Subtree depths in Random Forest (RF) can increase the interpretation and understanding of the model. Subtree depth directly affects model complexity, generalization ability, and computational efficiency: trees with greater depth may capture complex patterns but are prone to overfitting, while trees with less depth are simpler and easier to interpret. By adjusting the depth, model performance and interpretability can be balanced to help diagnose overfitting or underfitting problems. In addition, subtree depth affects feature importance analysis and the transparency of decision paths, making the model decision process easier to understand and communicate.
Application feasibility verification
DWTP adopts folded plate flocculation tanks, and the flocculation area is divided into 2 blocks, a total of 8 groups, the length, width and height of each group are 13.75 m, 14.40 m and 7.1 m respectively. Each group of flocculation tank is divided into 3 rows, 2 columns and 6 areas, and the total number of folded plates is 38 blocks. The model constructed during the validation was scaled down 25 times, and the length, width and height of one group were 55 cm, 57.6 cm and 28.4 cm respectively. The designed hydraulic retention time of the flocculation area was 15.1 min, and the designed hydraulic retention time of the sedimentation area was 102 min.
The validation will take place from February 4, 2025 to February 13, 2025, a total of 10 days. There were four sampling time points, 10:00, 12:00, 14:00, and 16:00 daily.The validation was done by directly taking the water before coagulation, calculating the dosing scheme for the original logic of the water plant and the ML-driven dosing scheme, respectively, and mixing the water and the pharmaceuticals through the pump. The water was then fed into two identical downsized flocculation reactors and the coagulated water was left to stand for 102 min to test the indicators. Considering the differences between the reactors and the real water plant, the indicators of the real water plant during the reactor validation were also collected online and used for comparison. All tanks appear in pairs, so separate controls are performed to verify the migratability of the method.
Technical economic analysis (TEA) assesses the economic feasibility, benefits and risks of technologies through quantitative and qualitative analyses, thus providing a scientific basis for decision-making. This study mainly considers the cost of chemical consumption, which mainly includes flocculant (PAC), disinfectant (sodium hypochlorite) and other agents. Other chemicals mainly refer to hydrochloric acid and sodium hydroxide used in backwashing to adjust the pH.

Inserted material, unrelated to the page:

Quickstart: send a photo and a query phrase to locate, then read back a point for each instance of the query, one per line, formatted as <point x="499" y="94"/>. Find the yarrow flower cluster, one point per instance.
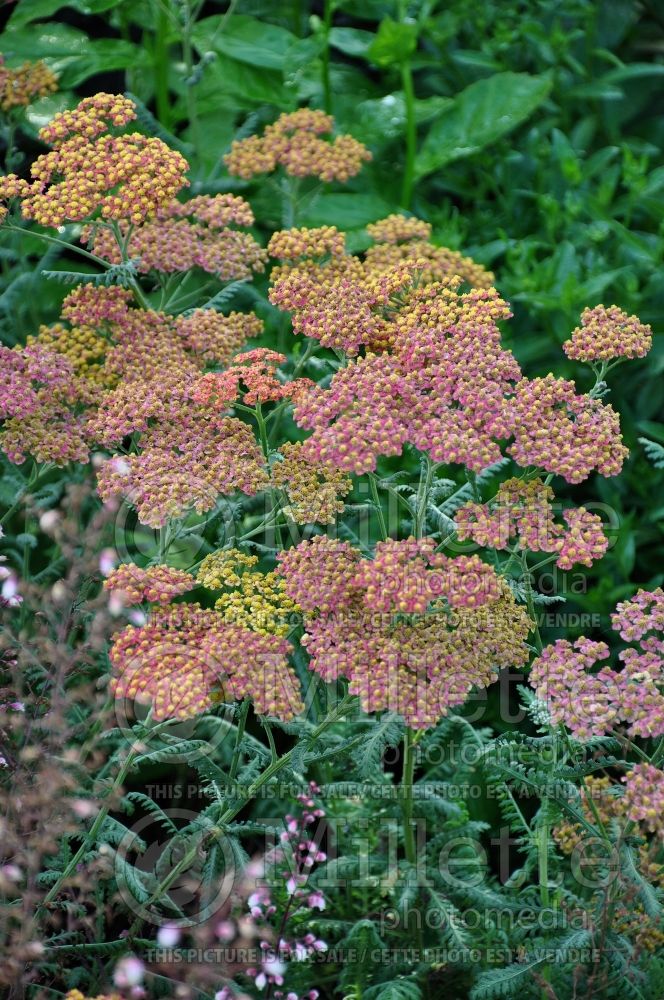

Monte Carlo simulation is an effective numerical method for addressing uncertainty issues, offering advantages such as simplicity of implementation, strong reproducibility, and applicability to perturbation analysis of complex systems. This study introduces this method to assess the robustness of the model under data missing conditions. Specifically, for each specified missing proportion, a corresponding proportion of feature values are randomly selected from the original input data and set to 0 to simulate real-world monitoring anomalies such as sensor failures, communication interruptions, or missing data records. Subsequently, the model is run 100 times based on the disturbed data, and the error from each simulation is recorded. Through statistical analysis of the results from multiple simulations, the performance fluctuations and stability of the model under different missing data ratios can be quantified.